I thought about workflow, context, memory, reliability, fallback handling, evaluation, orchestration, and human-in-the-loop systems.
But recently, I noticed something uncomfortable. The moment I returned to day-to-day coding — fixing a bug, writing a function, building a small feature, hacking together a script — my workflow suddenly became:
prompt → generate → patch → "it works" → next
And that's when I realized: a lot of my day-to-day AI coding habits were still stuck at L4 vibe coding.
The shallow definition I had
I used to think:
AI Native = "the person who can use AI to complete tasks the fastest."
Faster coding. Faster demos. Faster prototypes. Faster automation.
But that's mostly AI-accelerated execution. Not AI-native systems thinking.
The real gap
The deeper realization for me was this:
I don't lack AI Architect capability. What I lack is the ability to compress architecture thinking into my daily engineering operating system.
In other words:
- At the macro level, I operate like an AI Architect.
- But at the micro level, I often still operate like an AI Tinkerer.
Because truly AI-native people don't just occasionally design agent systems. They apply systems thinking to every tiny decision.
Why AI coding becomes dangerous
And I think this is where AI coding becomes dangerous.

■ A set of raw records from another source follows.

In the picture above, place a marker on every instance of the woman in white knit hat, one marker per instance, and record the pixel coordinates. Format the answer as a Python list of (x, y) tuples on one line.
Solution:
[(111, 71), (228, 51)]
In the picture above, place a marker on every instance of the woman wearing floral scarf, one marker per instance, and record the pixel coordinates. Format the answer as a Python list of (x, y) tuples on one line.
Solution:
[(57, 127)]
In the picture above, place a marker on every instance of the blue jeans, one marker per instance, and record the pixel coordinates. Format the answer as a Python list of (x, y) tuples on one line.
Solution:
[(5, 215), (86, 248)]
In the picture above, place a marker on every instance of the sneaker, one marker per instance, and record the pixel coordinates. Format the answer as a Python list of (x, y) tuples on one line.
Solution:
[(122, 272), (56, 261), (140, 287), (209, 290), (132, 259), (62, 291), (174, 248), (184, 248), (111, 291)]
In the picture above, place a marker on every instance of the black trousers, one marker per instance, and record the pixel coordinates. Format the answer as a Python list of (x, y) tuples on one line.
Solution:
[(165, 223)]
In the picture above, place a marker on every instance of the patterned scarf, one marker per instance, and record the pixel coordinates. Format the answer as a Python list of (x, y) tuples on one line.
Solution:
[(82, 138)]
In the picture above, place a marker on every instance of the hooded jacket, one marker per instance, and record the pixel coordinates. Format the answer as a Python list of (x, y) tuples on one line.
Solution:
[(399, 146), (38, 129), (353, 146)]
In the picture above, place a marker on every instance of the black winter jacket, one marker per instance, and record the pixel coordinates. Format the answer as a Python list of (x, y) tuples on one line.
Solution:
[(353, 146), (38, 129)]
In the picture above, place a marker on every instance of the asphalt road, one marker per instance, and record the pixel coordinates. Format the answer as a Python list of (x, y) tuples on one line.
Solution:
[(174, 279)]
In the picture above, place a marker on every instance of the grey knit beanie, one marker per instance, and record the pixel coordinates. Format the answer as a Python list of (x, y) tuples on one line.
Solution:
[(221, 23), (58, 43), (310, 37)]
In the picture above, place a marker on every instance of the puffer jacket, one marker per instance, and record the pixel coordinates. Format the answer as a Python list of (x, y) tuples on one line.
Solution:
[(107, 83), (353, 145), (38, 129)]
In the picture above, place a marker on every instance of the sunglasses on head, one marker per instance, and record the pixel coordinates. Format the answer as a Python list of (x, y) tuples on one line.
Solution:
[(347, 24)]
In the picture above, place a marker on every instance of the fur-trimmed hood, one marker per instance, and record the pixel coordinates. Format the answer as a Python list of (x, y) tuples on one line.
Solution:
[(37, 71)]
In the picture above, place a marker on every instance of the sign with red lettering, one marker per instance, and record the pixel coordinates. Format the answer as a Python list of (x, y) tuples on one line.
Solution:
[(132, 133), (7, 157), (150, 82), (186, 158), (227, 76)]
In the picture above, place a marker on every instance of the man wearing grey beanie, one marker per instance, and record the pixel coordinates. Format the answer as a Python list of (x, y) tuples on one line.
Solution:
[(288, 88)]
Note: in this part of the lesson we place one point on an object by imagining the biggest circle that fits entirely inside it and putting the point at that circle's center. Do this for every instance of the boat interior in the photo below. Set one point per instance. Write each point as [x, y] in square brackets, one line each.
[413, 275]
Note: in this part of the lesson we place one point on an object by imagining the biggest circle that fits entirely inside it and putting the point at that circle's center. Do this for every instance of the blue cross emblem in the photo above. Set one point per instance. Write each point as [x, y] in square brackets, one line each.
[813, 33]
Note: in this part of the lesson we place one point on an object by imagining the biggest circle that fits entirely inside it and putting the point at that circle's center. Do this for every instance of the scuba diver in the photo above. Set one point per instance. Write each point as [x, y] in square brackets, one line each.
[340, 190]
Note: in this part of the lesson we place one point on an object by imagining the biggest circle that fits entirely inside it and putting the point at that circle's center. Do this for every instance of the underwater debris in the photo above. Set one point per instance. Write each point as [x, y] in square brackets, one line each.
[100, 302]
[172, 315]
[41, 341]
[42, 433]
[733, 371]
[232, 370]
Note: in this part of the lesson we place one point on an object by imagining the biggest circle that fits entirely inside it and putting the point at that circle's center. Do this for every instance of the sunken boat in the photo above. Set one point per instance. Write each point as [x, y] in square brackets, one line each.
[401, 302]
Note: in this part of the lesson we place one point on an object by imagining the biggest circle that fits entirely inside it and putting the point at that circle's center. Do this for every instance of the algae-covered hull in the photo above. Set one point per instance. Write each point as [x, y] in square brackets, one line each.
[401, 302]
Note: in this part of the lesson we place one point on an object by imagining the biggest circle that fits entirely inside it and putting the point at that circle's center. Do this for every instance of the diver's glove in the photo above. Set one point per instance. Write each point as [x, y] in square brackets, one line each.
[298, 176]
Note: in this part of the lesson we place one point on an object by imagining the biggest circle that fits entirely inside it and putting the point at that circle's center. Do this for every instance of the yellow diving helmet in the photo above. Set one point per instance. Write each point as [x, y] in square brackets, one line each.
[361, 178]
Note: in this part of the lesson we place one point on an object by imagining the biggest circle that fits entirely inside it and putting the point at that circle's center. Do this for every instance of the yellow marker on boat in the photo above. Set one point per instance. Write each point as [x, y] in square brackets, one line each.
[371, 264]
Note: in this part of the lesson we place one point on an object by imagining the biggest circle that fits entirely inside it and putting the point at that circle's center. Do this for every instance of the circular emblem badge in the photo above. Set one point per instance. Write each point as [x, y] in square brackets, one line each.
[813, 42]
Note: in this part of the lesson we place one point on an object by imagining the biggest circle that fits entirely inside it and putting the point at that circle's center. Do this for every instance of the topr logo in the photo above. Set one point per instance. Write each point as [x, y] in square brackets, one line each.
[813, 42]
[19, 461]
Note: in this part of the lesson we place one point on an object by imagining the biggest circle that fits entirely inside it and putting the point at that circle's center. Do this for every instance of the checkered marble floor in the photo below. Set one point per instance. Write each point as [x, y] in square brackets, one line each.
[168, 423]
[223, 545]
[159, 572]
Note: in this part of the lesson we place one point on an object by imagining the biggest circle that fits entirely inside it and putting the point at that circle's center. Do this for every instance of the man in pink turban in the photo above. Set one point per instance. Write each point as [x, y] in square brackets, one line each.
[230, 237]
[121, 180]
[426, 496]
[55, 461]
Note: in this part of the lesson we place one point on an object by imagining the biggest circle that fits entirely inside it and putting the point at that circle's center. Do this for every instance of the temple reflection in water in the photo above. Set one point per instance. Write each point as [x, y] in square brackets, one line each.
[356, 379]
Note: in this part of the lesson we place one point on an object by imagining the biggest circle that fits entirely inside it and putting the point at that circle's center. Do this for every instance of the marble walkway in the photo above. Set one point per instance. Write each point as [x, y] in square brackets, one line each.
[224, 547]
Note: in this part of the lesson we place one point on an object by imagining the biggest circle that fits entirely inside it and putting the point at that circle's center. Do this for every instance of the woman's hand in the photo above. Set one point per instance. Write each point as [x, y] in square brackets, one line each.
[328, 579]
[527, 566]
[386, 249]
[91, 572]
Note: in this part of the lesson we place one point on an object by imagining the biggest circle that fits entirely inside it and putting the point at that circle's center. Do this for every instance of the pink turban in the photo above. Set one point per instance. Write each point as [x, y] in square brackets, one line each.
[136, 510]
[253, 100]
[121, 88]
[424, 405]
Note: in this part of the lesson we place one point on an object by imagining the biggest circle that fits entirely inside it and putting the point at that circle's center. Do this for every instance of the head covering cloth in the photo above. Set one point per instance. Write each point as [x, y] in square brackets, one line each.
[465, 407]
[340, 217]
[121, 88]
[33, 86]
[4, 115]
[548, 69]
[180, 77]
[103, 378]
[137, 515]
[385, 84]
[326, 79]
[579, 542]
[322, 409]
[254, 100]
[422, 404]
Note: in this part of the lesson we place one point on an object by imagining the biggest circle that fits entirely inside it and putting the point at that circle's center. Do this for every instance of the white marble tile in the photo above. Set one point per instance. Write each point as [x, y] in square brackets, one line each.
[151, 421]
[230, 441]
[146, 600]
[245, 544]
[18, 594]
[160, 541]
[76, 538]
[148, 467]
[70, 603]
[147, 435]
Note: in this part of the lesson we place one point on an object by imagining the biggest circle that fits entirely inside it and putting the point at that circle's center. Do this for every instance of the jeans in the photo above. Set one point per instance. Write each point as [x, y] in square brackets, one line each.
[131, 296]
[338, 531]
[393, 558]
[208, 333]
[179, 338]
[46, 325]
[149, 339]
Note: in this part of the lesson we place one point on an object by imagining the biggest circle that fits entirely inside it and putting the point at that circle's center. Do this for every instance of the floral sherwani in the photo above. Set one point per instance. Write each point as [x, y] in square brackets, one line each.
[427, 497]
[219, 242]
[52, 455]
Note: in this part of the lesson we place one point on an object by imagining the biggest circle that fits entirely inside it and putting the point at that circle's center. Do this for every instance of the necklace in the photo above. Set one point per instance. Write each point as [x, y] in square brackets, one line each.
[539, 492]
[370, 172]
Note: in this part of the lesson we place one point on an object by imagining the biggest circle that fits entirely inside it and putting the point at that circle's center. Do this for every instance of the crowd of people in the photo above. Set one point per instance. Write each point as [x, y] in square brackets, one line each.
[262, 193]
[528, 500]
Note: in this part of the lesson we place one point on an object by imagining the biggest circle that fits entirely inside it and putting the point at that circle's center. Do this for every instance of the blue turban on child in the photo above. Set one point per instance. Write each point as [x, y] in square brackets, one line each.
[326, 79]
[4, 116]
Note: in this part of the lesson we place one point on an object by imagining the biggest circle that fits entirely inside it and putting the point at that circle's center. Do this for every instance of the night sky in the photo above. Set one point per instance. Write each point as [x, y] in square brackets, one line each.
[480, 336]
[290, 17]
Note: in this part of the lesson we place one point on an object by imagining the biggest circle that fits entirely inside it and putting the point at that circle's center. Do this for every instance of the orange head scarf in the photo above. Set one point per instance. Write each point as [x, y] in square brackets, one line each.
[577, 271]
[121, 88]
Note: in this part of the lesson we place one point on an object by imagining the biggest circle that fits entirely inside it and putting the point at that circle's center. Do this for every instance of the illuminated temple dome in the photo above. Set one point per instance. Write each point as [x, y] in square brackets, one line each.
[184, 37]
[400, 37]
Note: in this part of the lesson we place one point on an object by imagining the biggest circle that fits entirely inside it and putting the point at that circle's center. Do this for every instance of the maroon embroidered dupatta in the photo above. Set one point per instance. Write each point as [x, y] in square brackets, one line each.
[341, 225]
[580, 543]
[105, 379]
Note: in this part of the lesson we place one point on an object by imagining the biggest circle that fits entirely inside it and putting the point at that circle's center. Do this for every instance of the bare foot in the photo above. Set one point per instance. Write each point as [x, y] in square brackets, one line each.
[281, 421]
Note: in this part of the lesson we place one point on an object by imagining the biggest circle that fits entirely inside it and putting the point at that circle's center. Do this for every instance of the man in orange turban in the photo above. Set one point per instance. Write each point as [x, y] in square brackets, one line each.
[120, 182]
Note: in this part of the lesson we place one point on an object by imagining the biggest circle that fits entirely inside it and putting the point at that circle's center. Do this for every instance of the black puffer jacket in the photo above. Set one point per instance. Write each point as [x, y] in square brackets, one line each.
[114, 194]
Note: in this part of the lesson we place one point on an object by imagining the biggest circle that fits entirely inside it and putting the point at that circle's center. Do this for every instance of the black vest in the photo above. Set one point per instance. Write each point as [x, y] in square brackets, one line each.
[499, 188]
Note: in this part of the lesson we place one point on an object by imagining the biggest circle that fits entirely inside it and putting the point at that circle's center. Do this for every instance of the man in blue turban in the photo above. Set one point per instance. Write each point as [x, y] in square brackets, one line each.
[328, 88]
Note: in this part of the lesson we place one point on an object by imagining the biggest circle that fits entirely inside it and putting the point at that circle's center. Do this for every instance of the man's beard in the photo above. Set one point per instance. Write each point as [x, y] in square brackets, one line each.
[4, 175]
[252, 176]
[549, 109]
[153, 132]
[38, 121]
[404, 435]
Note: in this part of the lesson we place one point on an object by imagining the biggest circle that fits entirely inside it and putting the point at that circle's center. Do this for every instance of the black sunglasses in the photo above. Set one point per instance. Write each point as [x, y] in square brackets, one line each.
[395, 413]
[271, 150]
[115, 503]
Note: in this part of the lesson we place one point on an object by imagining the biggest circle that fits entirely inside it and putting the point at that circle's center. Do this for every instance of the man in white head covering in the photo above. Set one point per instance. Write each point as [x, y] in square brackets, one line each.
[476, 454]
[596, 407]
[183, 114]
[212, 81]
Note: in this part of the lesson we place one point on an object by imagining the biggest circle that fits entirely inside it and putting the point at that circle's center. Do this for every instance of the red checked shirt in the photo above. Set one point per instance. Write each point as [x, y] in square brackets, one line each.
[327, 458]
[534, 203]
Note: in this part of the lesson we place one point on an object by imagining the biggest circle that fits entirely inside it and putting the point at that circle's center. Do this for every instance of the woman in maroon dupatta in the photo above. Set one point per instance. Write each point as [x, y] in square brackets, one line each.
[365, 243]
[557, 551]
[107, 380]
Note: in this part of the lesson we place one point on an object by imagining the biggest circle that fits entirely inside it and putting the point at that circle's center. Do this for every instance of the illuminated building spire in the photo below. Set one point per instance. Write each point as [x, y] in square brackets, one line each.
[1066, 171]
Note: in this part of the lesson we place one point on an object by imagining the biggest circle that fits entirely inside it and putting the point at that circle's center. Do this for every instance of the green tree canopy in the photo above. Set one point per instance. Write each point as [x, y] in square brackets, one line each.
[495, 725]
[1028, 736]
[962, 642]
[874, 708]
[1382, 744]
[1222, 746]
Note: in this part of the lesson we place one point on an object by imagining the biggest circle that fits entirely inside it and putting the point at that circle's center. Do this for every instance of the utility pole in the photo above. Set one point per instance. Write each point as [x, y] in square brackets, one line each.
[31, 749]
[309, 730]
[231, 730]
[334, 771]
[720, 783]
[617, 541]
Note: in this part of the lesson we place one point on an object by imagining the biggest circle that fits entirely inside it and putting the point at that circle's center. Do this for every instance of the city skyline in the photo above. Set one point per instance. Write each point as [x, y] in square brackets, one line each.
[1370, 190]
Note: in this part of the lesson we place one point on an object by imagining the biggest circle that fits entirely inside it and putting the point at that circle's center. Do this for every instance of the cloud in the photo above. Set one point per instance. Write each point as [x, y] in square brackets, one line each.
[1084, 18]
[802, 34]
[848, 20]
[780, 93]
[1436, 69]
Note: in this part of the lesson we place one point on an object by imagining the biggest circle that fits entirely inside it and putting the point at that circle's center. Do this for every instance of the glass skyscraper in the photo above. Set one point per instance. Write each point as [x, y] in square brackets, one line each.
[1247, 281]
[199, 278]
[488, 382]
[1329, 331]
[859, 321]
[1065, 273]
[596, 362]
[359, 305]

The problem is rarely that the models aren't smart enough. The problem is that AI coding is inherently entropy-increasing.
Without strong systems thinking, AI amplifies:
- One-off solutions
- Temporary patches
- Context explosion
- Disposable abstractions
- Happy-path engineering
Eventually, the repo turns into AI-assisted chaos.
Real AI product thinking is not about: "Can this work once?"
It's about maintainability, evaluation, iteration, orchestration, workflow integration, and long-term compounding systems.
What AI Native actually means
So lately I've started believing:
AI Native is not about completing tasks faster. It's about using AI to fundamentally rethink workflows, systems, organizations, abstraction, and intelligence orchestration.
And most importantly: whether you can compress high-dimensional systems thinking into low-friction daily habits that continuously reduce entropy and create compounding leverage.